Doom is useful in places where abort is unsafe and an exception cannot be raised. This occurs when the programmer wants the code following the doom to run but not commit. It is unsafe to abort in these circumstances as a following get() may implicitly open a new transaction.
Any attempt to commit a doomed transaction will raise a DoomedTransaction exception.
(3.8a1) Clean up the ZODB imports in transaction.
Clean up weird import dance with ZODB. This is unnecessary since the transaction module stopped being imported in ZODB/__init__.py in rev 39622.
(3.8a1) Support for subtransactions has been removed in favor of save points.
Blobs
(3.8b5) Fixed bug #130459: Packing was broken by uncommitted blob data.
(3.8b4) Fixed bug #127182: Blobs were subclassable which was not desired.
(3.8b3) Fixed bug #126007: tpc_abort had untested code path that was broken.
(3.8b3) Fixed bug #129921: getSize() function in BlobStorage could not deal with garbage files
(3.8b1) Updated the Blob implementation in a number of ways. Some of these are backward incompatible with 3.8a1:
o The Blob class now lives in ZODB.blob
o The blob openDetached method has been replaced by the committed method.
(3.8a1) Added new blob feature. See the ZODB/Blobs directory for documentation.
ZODB now handles (reasonably) large binary objects efficiently. Useful to use from a few kilobytes to at least multiple hundred megabytes.
BTrees
(3.8a1) Added support for 64-bit integer BTrees as separate types.
(For now, we’re retaining compile-time support for making the regular integer BTrees 64-bit.)
(3.8a1) Normalize names in modules so that BTrees, Buckets, Sets, and TreeSets can all be accessed with those names in the modules (e.g., BTrees.IOBTree.BTree).

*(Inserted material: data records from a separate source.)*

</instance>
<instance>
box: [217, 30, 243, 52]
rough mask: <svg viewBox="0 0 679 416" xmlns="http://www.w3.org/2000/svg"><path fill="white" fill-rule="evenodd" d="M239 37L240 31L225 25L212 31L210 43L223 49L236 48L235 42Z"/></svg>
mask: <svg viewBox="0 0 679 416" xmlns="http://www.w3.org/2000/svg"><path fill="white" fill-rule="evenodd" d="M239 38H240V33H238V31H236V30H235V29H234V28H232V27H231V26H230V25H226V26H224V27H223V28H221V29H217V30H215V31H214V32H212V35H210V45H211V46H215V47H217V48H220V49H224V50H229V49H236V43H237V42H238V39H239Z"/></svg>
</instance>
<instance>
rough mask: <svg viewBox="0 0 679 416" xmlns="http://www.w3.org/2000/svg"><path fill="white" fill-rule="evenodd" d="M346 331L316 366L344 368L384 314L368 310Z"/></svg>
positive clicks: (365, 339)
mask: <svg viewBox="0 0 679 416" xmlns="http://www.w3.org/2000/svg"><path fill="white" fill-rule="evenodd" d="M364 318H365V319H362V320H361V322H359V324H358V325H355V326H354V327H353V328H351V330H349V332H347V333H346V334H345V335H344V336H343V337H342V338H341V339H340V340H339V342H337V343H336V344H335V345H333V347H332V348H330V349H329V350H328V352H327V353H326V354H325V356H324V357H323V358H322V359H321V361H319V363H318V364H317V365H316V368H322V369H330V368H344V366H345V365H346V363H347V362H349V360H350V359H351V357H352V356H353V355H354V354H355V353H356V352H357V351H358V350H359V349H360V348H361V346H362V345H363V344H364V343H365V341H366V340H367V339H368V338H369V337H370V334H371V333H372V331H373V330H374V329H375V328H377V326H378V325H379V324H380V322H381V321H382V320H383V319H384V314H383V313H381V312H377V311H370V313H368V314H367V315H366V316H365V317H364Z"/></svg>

This is in addition to the older names (e.g., BTrees.IOBTree.IOBTree). This allows easier drop-in replacement, which can especially be simplify code for packages that want to support both 32-bit and 64-bit BTrees.
(3.8a1) Describe the interfaces for each module and actually declare the interfaces for each.
(3.8a1) Fix module references so klass.__module__ points to the Python wrapper module, not the C extension.
(3.8a1) introduce module families, to group all 32-bit and all 64-bit modules.